Evangelical Christians seem to have an effect on our national dialogue that is out of proportion with their actual numbers. These days we are told almost every day about the agenda the Evangelicals have in store for Americans when their candidate is elected. The odds are greater than ever that this will eventually happen because, it seems, in order to be a Republican these days, you must pass muster with the Evangelical Christians. I am a Christian, although with a sort of “universalist” bent, but I have difficulty with the issues the Evangelicals have on their agenda. They want to use Congress to impose morality through the rule of law. They have a certain arrogance that is at odds with the humility that Christians usually embrace. Their dialogue suggests that they are the self-appointed quintessential American Patriots and that all of the rest of us are not. They imply or declare outright that non-Evangelicals are ruining America. They speak as if they have a direct line to the forefathers and to God, that they are the moral high ground, and that they intend to pull America “up” to their level of Fundamentalist behavior as dictated in the Bible.
Yet our forefathers did not choose to found a Theocracy, in fact, they deliberately argued for the separation of the church and the state. Many had been persecuted for their religious beliefs in the countries they fled. We object to Muslim Fundamentalists because many of the ways they interpret their religion are incompatible with the human rights that Democracy believes in and protects. Christian Fundamentalism, if it has its way with our laws, will interfere with human rights in many of the same ways as Muslim Fundamentalism. Government that is moderate allows for the greatest respect for human rights and the greatest freedom for human endeavor. Government should always strive to stay away from extremes.

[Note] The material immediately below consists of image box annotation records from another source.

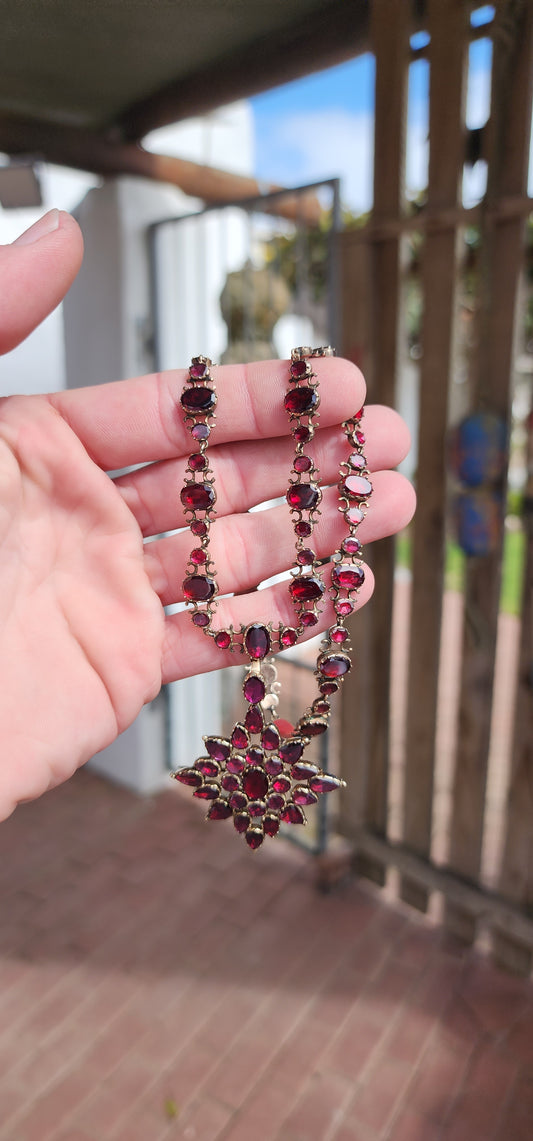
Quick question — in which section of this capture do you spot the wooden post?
[342,0,411,883]
[445,0,533,941]
[401,0,468,911]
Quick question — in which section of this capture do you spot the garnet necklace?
[172,346,372,849]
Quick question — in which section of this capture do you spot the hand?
[0,215,414,819]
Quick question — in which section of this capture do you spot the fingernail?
[11,210,59,245]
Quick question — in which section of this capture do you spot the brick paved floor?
[0,772,533,1141]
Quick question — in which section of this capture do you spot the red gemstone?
[244,709,263,733]
[265,756,283,777]
[244,622,270,662]
[283,385,318,416]
[330,626,348,642]
[191,547,208,567]
[215,630,232,649]
[280,739,304,764]
[244,828,265,851]
[242,769,268,800]
[195,756,219,780]
[188,361,208,380]
[205,737,231,761]
[345,507,364,527]
[286,484,321,511]
[181,387,217,412]
[299,717,328,737]
[172,769,202,788]
[226,756,244,776]
[261,725,280,750]
[331,566,364,590]
[281,804,306,824]
[191,424,211,439]
[344,476,372,500]
[272,776,291,792]
[183,574,217,602]
[309,772,342,793]
[179,484,216,511]
[193,785,220,800]
[292,785,318,804]
[342,537,363,555]
[232,723,249,748]
[193,610,209,626]
[208,800,232,820]
[291,761,318,780]
[242,673,266,705]
[247,745,265,764]
[263,816,280,836]
[317,654,352,678]
[188,452,208,471]
[248,800,266,816]
[267,792,285,812]
[229,792,248,812]
[289,574,325,602]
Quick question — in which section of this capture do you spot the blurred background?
[0,0,533,1141]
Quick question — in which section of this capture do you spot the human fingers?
[48,357,365,471]
[145,471,414,607]
[161,566,374,685]
[0,210,83,353]
[115,405,410,535]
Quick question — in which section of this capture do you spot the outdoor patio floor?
[0,772,533,1141]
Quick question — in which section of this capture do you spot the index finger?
[48,357,365,471]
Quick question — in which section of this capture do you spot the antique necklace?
[171,346,372,849]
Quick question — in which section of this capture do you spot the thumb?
[0,210,83,354]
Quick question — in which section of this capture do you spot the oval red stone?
[183,574,217,602]
[331,566,364,590]
[232,722,250,748]
[317,654,352,678]
[181,386,217,412]
[242,673,266,705]
[286,484,321,511]
[263,816,280,836]
[289,574,325,602]
[283,385,318,416]
[242,769,268,800]
[281,804,307,824]
[244,622,270,662]
[179,484,217,511]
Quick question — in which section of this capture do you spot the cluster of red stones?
[172,348,372,849]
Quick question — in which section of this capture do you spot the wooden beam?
[0,113,322,225]
[445,0,533,939]
[401,0,468,911]
[120,0,369,139]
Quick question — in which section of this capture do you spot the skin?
[0,213,414,819]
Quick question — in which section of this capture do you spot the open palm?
[0,216,413,819]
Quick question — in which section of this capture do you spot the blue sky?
[251,6,499,211]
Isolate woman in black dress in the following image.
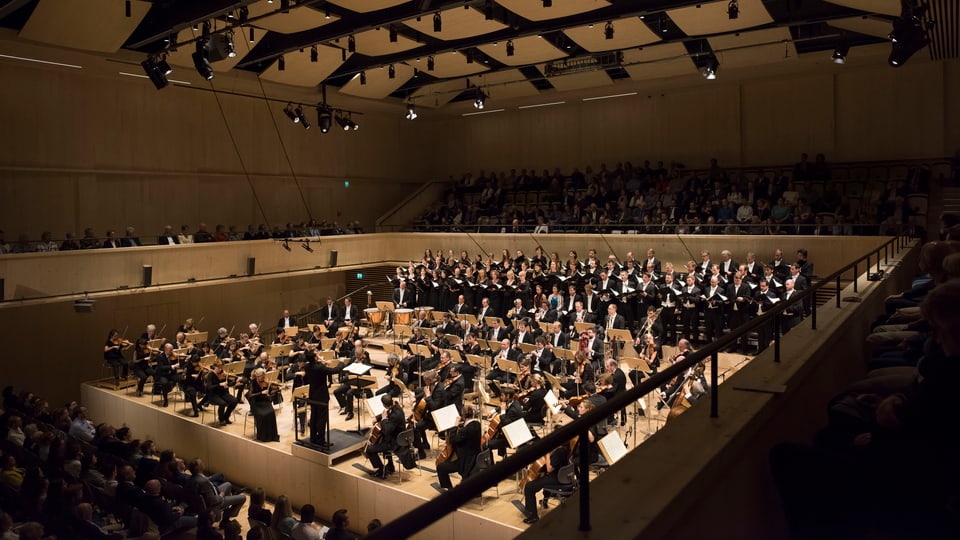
[247,368,280,442]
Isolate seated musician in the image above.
[377,353,406,398]
[487,338,521,397]
[364,395,405,478]
[153,343,180,407]
[133,338,153,397]
[486,388,523,457]
[413,370,447,459]
[523,443,570,523]
[523,373,549,424]
[203,358,239,426]
[437,403,481,489]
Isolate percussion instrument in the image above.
[363,308,383,326]
[393,309,413,326]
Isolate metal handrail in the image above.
[367,236,909,540]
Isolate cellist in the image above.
[437,403,480,491]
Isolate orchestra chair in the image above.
[540,464,577,508]
[461,448,500,510]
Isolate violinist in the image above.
[246,368,280,442]
[486,388,523,457]
[437,403,481,489]
[153,343,180,407]
[522,373,549,424]
[364,395,404,478]
[203,358,239,426]
[181,354,206,418]
[376,353,406,398]
[103,329,133,385]
[133,338,154,397]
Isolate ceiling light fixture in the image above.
[192,38,213,81]
[702,56,720,81]
[283,103,300,124]
[727,0,740,21]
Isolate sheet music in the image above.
[430,405,460,432]
[503,418,533,448]
[343,362,372,376]
[599,431,627,465]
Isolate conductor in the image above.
[304,351,343,446]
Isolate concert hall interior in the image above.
[0,0,960,540]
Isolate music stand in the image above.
[342,362,372,435]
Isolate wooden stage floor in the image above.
[81,344,748,540]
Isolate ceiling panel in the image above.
[539,66,613,91]
[329,0,408,13]
[413,79,467,108]
[827,17,893,39]
[339,64,413,99]
[477,36,567,66]
[260,45,350,86]
[464,69,540,101]
[623,43,697,81]
[563,17,660,52]
[249,0,337,34]
[414,52,490,79]
[20,0,151,53]
[497,0,610,21]
[403,7,507,41]
[352,28,422,56]
[707,28,797,69]
[667,0,773,36]
[826,0,900,17]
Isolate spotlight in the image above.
[727,0,740,21]
[473,88,487,111]
[887,3,932,67]
[317,103,333,133]
[223,31,237,58]
[703,56,720,81]
[833,38,850,64]
[293,105,310,129]
[192,38,213,81]
[140,58,169,90]
[283,103,300,124]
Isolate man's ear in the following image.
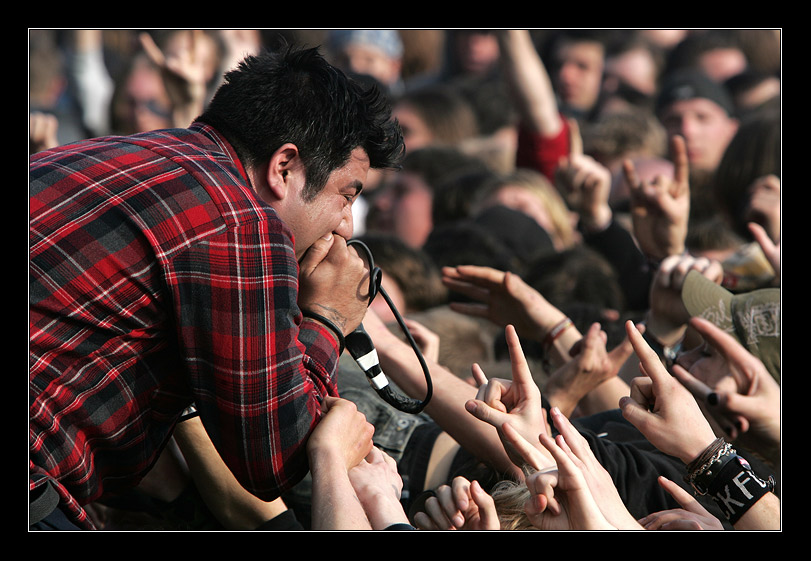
[265,143,304,201]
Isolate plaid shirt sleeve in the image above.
[29,127,338,516]
[170,212,337,496]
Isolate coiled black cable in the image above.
[346,240,434,413]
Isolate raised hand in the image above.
[646,254,724,345]
[673,318,781,463]
[465,325,551,468]
[639,477,724,530]
[619,321,715,464]
[555,119,613,231]
[748,222,780,278]
[623,136,690,260]
[543,323,633,416]
[414,476,501,530]
[138,29,207,127]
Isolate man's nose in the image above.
[335,205,355,240]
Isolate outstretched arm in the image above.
[363,310,522,478]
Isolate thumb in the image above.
[465,399,508,428]
[299,234,335,275]
[619,395,650,434]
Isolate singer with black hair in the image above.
[29,47,403,529]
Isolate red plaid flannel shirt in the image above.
[29,124,338,526]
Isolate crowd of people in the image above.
[29,29,782,531]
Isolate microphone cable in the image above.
[345,240,434,414]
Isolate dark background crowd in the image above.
[28,29,782,529]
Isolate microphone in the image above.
[345,240,433,413]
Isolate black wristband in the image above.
[301,310,346,355]
[708,454,774,525]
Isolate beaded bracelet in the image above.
[684,438,775,525]
[301,310,346,355]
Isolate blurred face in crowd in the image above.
[603,48,658,95]
[555,41,605,111]
[455,32,499,76]
[392,101,434,152]
[117,58,172,134]
[336,43,401,86]
[698,48,748,82]
[374,171,433,247]
[661,98,738,171]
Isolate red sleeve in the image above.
[515,119,569,181]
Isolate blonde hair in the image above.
[490,466,537,530]
[478,168,579,251]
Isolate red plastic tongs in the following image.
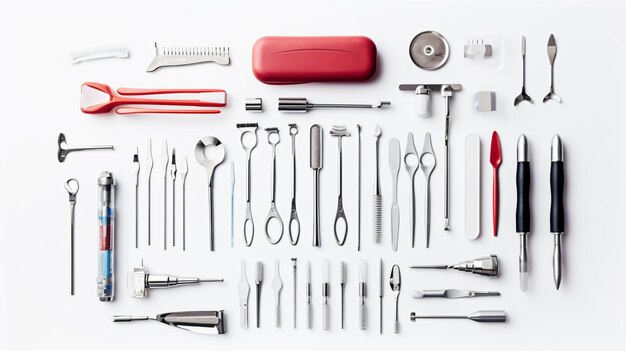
[80,82,226,115]
[489,131,502,236]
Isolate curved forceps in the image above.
[289,124,300,245]
[237,123,258,246]
[265,128,285,245]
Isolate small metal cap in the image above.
[246,98,263,112]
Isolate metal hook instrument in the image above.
[265,128,285,245]
[289,124,300,245]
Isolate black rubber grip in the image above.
[515,162,530,233]
[550,161,565,233]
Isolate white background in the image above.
[0,0,626,350]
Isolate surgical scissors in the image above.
[265,128,285,245]
[289,124,300,245]
[65,178,79,295]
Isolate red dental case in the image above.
[252,36,376,84]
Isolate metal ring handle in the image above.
[289,203,300,245]
[243,202,254,246]
[265,202,285,245]
[333,195,348,246]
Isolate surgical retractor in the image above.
[170,148,178,247]
[359,259,367,330]
[330,126,350,246]
[254,262,263,328]
[237,260,250,328]
[237,123,259,246]
[305,261,313,329]
[389,138,401,251]
[419,133,437,248]
[339,261,348,329]
[309,124,324,246]
[133,147,140,249]
[161,140,169,250]
[515,134,530,291]
[265,128,285,245]
[127,261,224,299]
[113,311,226,335]
[550,134,565,290]
[400,84,463,230]
[194,136,226,251]
[65,178,80,296]
[272,260,283,327]
[372,124,383,244]
[180,157,189,251]
[404,133,420,248]
[144,139,154,246]
[409,255,498,277]
[322,259,330,330]
[289,123,300,245]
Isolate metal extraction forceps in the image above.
[289,123,300,245]
[65,178,79,295]
[330,126,350,246]
[419,133,437,248]
[237,123,259,246]
[265,128,285,245]
[194,136,226,251]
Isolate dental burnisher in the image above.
[550,134,565,290]
[515,134,530,291]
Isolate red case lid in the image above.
[252,36,376,84]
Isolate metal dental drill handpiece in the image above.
[265,128,285,245]
[237,123,259,246]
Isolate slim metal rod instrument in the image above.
[65,178,79,296]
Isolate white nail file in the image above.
[465,134,480,240]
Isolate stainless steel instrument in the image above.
[404,133,420,248]
[133,147,140,249]
[409,255,498,277]
[543,34,561,104]
[146,43,230,72]
[237,123,259,246]
[330,126,350,246]
[265,128,285,245]
[57,133,113,162]
[161,139,170,250]
[309,124,324,246]
[389,264,401,334]
[272,260,283,327]
[411,289,500,299]
[180,157,189,251]
[237,260,250,328]
[194,136,226,251]
[389,138,402,251]
[372,124,383,244]
[65,178,80,296]
[411,311,506,322]
[400,84,463,230]
[513,36,533,106]
[113,310,226,335]
[144,139,154,246]
[419,133,437,248]
[127,261,224,299]
[278,98,391,113]
[289,123,300,245]
[359,259,367,330]
[170,148,178,247]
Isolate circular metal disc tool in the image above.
[409,31,450,70]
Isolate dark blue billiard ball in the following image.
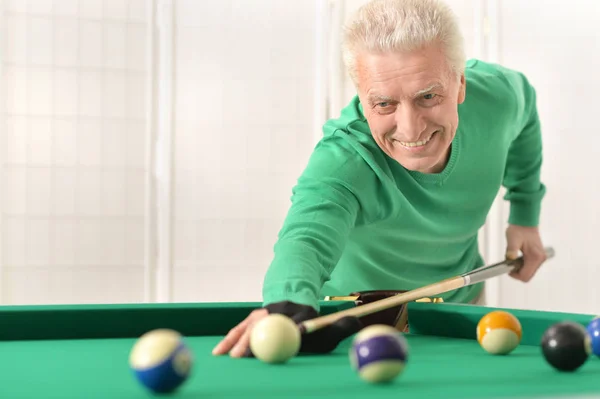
[129,329,192,393]
[349,325,409,383]
[542,321,592,371]
[587,316,600,357]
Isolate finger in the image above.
[229,327,252,357]
[505,230,522,260]
[212,316,252,355]
[510,247,546,282]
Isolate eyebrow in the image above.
[369,94,394,104]
[368,82,444,104]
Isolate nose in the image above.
[396,104,427,141]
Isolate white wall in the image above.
[498,0,600,314]
[0,0,147,304]
[171,0,324,301]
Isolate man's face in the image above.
[357,47,465,173]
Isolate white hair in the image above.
[342,0,466,82]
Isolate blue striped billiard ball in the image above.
[587,316,600,357]
[129,329,192,393]
[349,324,409,383]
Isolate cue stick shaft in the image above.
[298,247,554,334]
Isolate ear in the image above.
[457,74,467,104]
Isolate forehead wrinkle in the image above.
[412,82,444,98]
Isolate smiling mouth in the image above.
[394,130,438,148]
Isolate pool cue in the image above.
[298,247,554,334]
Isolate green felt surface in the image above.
[0,303,600,399]
[0,335,600,399]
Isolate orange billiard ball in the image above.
[477,310,523,355]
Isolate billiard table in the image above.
[0,301,600,399]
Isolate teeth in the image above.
[399,135,433,147]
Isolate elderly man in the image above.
[213,0,546,357]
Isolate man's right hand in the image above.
[212,309,269,357]
[213,301,362,357]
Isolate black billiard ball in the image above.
[542,321,591,371]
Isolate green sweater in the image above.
[263,60,545,310]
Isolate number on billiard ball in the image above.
[129,329,192,393]
[477,310,523,355]
[349,324,408,383]
[542,321,592,371]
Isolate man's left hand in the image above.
[506,224,546,282]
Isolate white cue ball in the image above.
[250,314,302,363]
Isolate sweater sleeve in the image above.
[263,134,365,310]
[503,74,546,226]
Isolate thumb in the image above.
[506,234,521,259]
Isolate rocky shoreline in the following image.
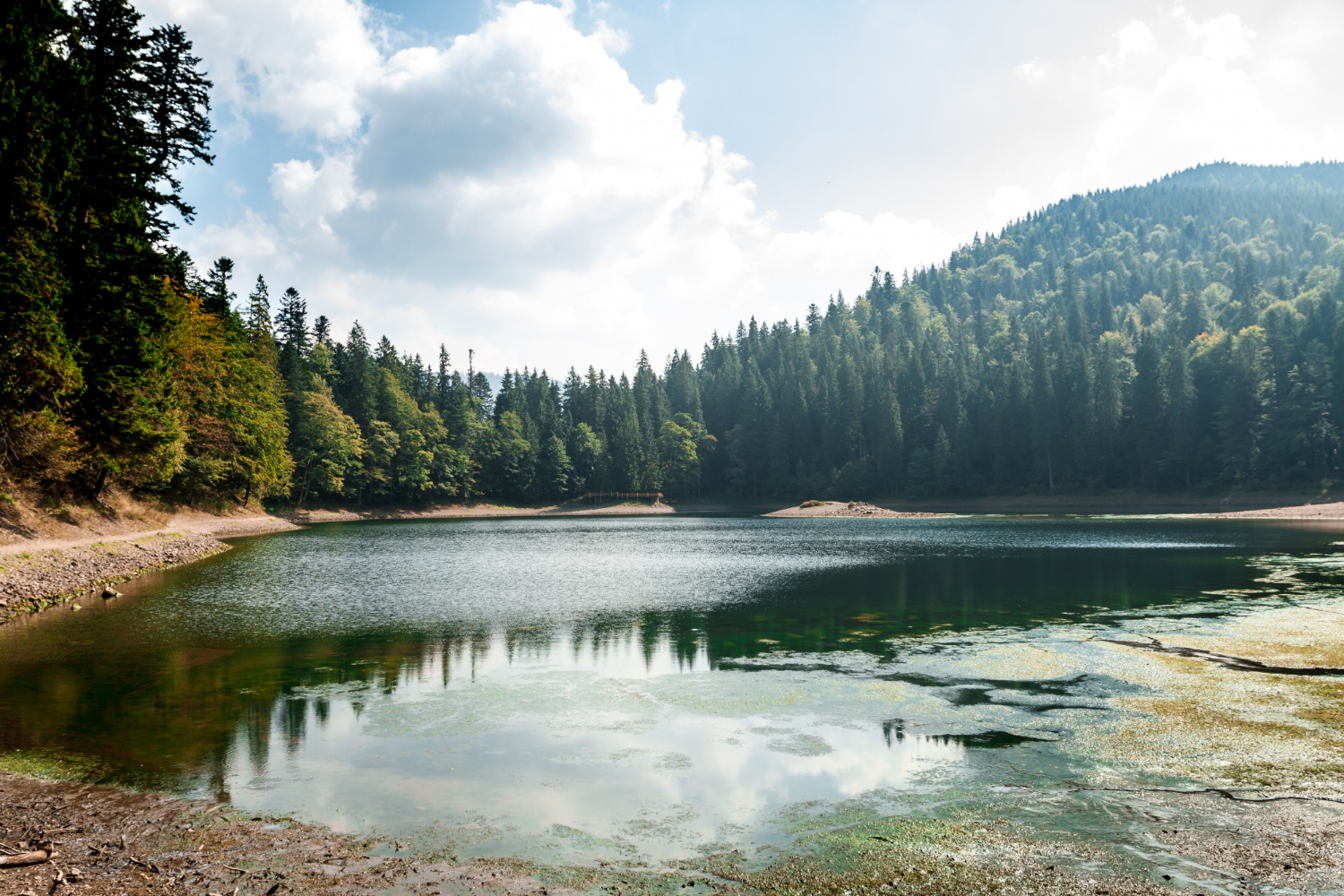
[0,532,228,625]
[761,501,951,520]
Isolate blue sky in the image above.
[142,0,1344,374]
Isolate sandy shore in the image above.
[761,501,951,519]
[1182,501,1344,520]
[0,774,425,896]
[0,532,228,625]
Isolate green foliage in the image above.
[0,8,1344,518]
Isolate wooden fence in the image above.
[581,492,663,504]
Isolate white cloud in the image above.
[154,0,956,372]
[1116,20,1158,59]
[1012,57,1050,84]
[986,184,1035,227]
[137,0,382,138]
[1082,11,1344,193]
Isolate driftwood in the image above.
[1011,785,1344,811]
[0,849,59,868]
[1096,638,1344,676]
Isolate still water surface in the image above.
[0,517,1340,857]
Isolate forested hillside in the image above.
[0,0,1344,504]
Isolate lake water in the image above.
[0,517,1340,858]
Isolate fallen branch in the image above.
[1004,785,1344,804]
[0,849,56,868]
[1096,638,1344,676]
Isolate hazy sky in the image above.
[142,0,1344,376]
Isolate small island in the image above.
[761,501,952,519]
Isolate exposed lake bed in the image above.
[0,519,1344,893]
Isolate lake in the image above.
[0,517,1341,860]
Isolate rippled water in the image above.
[0,517,1339,856]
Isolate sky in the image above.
[139,0,1344,377]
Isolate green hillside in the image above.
[0,0,1344,504]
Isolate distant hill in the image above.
[699,162,1344,497]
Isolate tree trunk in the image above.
[93,465,108,501]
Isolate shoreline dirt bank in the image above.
[0,772,413,896]
[1182,501,1344,520]
[0,513,297,625]
[288,501,676,525]
[761,501,951,519]
[0,532,228,625]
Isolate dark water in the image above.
[0,519,1340,853]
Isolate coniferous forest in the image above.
[0,0,1344,504]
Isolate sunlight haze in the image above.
[142,0,1344,376]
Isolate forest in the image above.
[0,0,1344,506]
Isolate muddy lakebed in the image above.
[0,517,1344,893]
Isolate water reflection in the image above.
[0,520,1336,852]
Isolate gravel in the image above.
[0,532,228,625]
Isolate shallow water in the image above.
[0,517,1340,857]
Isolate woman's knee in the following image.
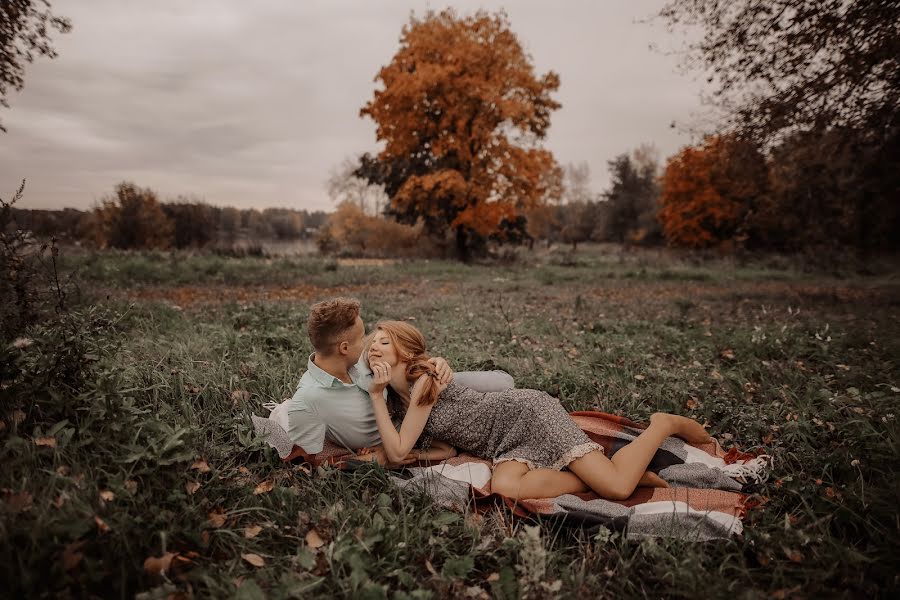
[491,463,528,500]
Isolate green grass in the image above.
[0,248,900,598]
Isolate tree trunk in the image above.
[456,227,471,263]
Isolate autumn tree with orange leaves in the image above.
[657,135,767,248]
[357,9,560,260]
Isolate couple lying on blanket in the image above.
[273,298,740,500]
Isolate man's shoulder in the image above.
[288,371,322,411]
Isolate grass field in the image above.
[0,246,900,599]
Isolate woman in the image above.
[367,321,710,500]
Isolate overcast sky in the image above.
[0,0,702,210]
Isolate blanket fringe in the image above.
[719,454,774,483]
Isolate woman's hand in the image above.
[369,361,391,396]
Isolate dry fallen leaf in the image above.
[425,558,438,577]
[253,479,275,496]
[244,525,262,539]
[306,529,325,550]
[144,552,175,575]
[94,515,109,533]
[191,458,210,473]
[207,508,226,529]
[62,540,84,571]
[241,552,266,567]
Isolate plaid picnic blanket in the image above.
[254,411,771,541]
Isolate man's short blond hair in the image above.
[306,298,359,356]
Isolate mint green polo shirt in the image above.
[287,354,515,454]
[287,354,381,454]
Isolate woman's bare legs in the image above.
[491,460,591,499]
[568,413,709,500]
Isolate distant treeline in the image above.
[8,182,328,249]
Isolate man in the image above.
[287,298,513,459]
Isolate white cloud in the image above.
[0,0,712,209]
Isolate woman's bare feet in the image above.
[650,413,712,444]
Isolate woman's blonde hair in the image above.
[374,321,438,406]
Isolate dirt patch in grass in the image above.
[338,258,399,267]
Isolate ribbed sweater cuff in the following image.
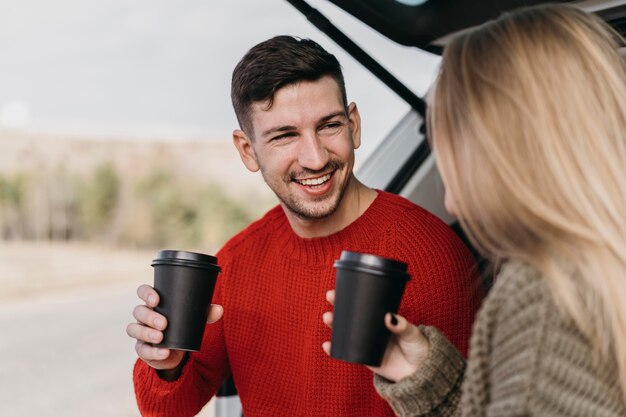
[134,352,193,414]
[374,326,465,416]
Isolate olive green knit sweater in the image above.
[374,262,626,417]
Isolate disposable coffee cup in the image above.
[330,251,410,366]
[152,250,220,351]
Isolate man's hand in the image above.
[126,284,224,370]
[322,290,430,382]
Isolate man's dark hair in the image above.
[230,36,348,135]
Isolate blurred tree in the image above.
[78,162,120,238]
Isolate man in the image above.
[127,36,479,417]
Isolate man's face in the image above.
[235,77,360,220]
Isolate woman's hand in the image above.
[322,290,429,382]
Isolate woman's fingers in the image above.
[385,313,426,343]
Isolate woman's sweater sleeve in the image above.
[374,326,465,417]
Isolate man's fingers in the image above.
[126,323,163,343]
[133,305,167,330]
[326,290,335,305]
[137,284,159,308]
[207,304,224,324]
[322,311,333,329]
[135,341,170,364]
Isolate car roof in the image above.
[328,0,626,53]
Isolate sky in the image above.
[0,0,439,158]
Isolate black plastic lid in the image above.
[335,250,409,279]
[152,250,220,271]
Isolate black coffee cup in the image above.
[152,250,220,351]
[330,251,410,366]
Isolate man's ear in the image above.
[348,102,361,149]
[233,129,259,172]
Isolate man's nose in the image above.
[298,134,329,171]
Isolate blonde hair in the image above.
[429,5,626,400]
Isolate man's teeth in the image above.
[296,174,330,185]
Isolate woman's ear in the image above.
[233,129,259,172]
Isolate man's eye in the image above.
[270,132,296,141]
[322,123,341,129]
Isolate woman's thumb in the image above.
[385,313,421,341]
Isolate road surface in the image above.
[0,282,213,417]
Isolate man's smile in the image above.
[294,171,335,187]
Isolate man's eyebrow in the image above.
[261,125,297,136]
[320,110,347,123]
[261,110,346,136]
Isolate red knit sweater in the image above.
[134,192,480,417]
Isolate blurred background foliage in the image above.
[0,134,274,251]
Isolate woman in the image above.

In fact, this very insistence on an Evangelical Christian “takeover” of America is one of my greatest problems with the most recent incarnation of the Republican Party (although, as you probably already know, it is not my only problem with the GOP). I also reject their assessment of how to stimulate the economy and I reject their insistence that laziness and poverty are caused by reliance on social programs. Republicans cannot really speak to these matters because their current position as the party of the affluent represents a conflict of interest when it comes to decisions about the economy.
I do tend to “shake in my boots” whenever I contemplate an Evangelical Christian takeover of our American government. I hope there are lots of other Americans who feel the same way.